You can even parallel play or body-double for each other. That’s when you do separate things (playing for parallel play, work/chores for body doubling) in a shared space. It can be done digitally. You could hang out on a call while washing dishes or making dinner. Or while one of you builds tiny model ships inside glass bottles or something. Body-doubling can even make chores more bearable by adding a friendly social dimension. You may have to find common ground, but a good starting point is to tell him that you want to recreate how you used to hang out. Or do something new and hang out together, rather than take another call.
Maintaining close friendships is hard. The difficulty is doubled when someone’s going through a difficult time or there’s distance. You’ve got both on your plate. Whatever happens, try to stay emotionally open to your friend’s struggles while also letting go of the need to aid them. Remember: You’re only human. You’re not a jerk.
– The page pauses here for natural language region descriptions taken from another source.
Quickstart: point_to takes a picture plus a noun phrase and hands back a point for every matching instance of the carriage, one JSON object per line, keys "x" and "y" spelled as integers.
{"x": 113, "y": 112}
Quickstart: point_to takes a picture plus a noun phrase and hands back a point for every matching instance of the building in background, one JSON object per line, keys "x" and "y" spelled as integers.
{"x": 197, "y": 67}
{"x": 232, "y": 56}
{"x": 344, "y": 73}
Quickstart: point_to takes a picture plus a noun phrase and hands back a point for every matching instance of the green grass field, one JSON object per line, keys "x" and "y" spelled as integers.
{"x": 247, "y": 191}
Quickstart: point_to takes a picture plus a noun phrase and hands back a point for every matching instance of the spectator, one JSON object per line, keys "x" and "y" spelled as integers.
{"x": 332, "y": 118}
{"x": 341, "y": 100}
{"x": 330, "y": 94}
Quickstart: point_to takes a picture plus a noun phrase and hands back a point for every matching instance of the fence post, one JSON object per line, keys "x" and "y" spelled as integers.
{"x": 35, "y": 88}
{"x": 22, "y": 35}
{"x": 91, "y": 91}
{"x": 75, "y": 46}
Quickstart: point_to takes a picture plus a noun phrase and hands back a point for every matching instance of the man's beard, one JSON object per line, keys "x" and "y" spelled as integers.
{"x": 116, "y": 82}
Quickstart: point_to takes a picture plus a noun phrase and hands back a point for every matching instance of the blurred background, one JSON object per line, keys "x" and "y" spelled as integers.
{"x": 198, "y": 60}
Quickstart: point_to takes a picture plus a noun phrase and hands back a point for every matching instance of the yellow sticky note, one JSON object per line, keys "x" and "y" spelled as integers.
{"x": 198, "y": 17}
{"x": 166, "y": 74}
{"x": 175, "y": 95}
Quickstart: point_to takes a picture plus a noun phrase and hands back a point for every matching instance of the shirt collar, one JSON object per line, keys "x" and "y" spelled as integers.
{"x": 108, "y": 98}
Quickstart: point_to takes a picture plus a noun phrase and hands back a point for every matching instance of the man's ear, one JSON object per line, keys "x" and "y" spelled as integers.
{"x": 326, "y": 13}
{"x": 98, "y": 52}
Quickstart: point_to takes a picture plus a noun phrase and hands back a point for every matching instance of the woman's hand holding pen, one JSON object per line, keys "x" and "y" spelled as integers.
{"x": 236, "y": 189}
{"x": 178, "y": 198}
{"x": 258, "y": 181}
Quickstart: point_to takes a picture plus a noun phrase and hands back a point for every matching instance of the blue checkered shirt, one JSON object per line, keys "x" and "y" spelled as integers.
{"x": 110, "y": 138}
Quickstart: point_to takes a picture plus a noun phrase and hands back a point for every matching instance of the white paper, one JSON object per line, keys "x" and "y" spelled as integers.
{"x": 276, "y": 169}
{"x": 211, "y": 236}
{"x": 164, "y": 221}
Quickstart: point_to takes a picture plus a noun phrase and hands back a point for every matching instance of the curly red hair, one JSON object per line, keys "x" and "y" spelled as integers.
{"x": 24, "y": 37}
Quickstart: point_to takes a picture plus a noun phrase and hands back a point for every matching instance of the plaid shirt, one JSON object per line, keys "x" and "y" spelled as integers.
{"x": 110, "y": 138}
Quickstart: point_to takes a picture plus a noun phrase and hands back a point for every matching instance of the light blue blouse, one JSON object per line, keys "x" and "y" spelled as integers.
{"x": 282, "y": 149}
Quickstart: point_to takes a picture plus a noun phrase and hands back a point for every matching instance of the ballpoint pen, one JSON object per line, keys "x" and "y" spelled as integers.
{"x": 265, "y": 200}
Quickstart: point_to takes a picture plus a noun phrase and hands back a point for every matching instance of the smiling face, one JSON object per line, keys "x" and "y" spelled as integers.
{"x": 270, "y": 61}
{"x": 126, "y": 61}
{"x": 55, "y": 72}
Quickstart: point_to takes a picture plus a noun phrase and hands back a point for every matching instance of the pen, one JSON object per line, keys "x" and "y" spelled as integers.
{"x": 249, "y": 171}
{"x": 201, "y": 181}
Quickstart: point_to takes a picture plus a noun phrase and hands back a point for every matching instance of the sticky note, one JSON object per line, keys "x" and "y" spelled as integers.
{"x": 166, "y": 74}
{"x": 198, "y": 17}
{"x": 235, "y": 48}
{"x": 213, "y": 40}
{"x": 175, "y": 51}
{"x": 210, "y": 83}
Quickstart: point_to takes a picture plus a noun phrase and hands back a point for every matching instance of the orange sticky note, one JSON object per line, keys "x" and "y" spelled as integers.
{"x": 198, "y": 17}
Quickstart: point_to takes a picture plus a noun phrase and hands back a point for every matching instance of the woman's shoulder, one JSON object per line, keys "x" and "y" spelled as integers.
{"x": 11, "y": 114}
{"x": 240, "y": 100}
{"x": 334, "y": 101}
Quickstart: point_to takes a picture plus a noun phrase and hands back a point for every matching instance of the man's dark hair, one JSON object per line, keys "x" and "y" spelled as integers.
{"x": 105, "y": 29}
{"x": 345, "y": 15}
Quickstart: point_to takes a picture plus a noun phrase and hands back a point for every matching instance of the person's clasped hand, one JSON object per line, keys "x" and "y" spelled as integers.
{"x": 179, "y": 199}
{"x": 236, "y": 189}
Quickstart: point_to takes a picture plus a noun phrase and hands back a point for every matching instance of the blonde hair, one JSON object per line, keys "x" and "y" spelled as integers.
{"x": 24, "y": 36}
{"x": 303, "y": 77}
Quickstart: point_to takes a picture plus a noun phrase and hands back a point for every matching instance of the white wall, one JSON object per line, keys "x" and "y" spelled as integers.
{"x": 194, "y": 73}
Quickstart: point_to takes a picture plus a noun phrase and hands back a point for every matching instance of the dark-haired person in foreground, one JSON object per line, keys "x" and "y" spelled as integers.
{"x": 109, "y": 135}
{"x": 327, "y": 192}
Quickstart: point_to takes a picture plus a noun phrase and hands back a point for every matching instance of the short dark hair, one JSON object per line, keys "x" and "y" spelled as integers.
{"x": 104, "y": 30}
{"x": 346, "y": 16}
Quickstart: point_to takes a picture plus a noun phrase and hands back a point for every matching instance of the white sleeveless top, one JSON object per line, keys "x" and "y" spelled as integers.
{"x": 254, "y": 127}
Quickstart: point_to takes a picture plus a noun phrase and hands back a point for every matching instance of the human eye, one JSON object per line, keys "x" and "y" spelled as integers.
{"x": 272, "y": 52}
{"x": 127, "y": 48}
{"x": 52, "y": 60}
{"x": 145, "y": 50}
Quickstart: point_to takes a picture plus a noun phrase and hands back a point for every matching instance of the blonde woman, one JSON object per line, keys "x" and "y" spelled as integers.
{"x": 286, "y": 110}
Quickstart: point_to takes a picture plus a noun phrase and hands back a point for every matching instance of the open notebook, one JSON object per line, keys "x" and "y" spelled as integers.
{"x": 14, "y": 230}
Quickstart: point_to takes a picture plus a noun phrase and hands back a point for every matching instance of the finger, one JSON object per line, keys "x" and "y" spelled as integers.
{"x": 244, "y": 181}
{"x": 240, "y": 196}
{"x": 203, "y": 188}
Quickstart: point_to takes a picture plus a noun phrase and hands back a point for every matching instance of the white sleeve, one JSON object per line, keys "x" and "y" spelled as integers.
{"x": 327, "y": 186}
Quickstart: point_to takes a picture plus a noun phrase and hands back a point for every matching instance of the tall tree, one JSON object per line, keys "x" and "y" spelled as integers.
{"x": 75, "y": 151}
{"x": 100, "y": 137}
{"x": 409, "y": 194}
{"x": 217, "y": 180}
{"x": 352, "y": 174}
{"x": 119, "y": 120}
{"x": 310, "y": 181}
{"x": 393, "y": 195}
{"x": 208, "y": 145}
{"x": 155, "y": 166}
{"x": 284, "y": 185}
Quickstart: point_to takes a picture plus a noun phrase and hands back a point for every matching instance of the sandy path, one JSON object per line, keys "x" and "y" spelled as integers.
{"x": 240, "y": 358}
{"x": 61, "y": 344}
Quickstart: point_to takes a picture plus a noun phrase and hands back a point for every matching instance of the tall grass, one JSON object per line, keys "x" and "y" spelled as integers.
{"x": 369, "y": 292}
Friendship isn’t just about providing lending aid or staying up-to-date on each other’s lives. Friendship is about having fun and spending quality time together. You both deserve that.
–In addition to Summer’s good advice–
Honestly LW, pausing those phone calls entirely for a while or having fewer of them is a step to consider for you to recover from that compassipn fatigue, especially if you’re not interested in leveling with your friend about how the phone calls becoming The Illness Variety Hour is something you’re at your limit with experiencing. You could also try becoming adept at subject changes. I have a dear friend that I call frequently, and whenever we veer into depression/anxiety/illness talk, I give space for it, but I don’t allow it to become the focus of the entire phone call, and I feel absolutely no shame in changing the subject. There is absolutely a middle ground between “I will not listen to my friend at all about this issue” and “I have to always listen to my friend about this issue regardless of how I feel”.
I hope it resolves happily!
I’m sorry, but WTF is compassion fatigue? Why are you not talking about ableism here? And the solution is for the friend to find more support, cause their friend further isolation.
Wikipedia has a good overview, and Merriam-Webster has a more concise definition:
compassion fatigue
noun
1
medical : the physical and mental exhaustion and emotional withdrawal experienced by those who care for sick or traumatized people over an extended period of time
“Unlike burnout, which is caused by everyday work stresses (dealing with insurance companies, making treatment choices), compassion fatigue results from taking on the emotional burden of a patient’s agony.”
—Tim Jarvis
https://www.merriam-webster.com/dictionary/compassion%20fatigue
https://en.m.wikipedia.org/wiki/Compassion_fatigue
Aaaaand this is why I’m scared of talking about my symptoms or how my disability affects my life with my friends unless I’m being snarky or joking about it. I don’t want them to resent me and cut me off because my life’s had to get so small. I think doing social things on calls together is a great idea, I crave social hangouts but a lot of time I’m not up to leaving the house. Discord movie nights/craft nights/game nights are a lifeline for me, and a good distraction from how much it sucks to be chronically ill.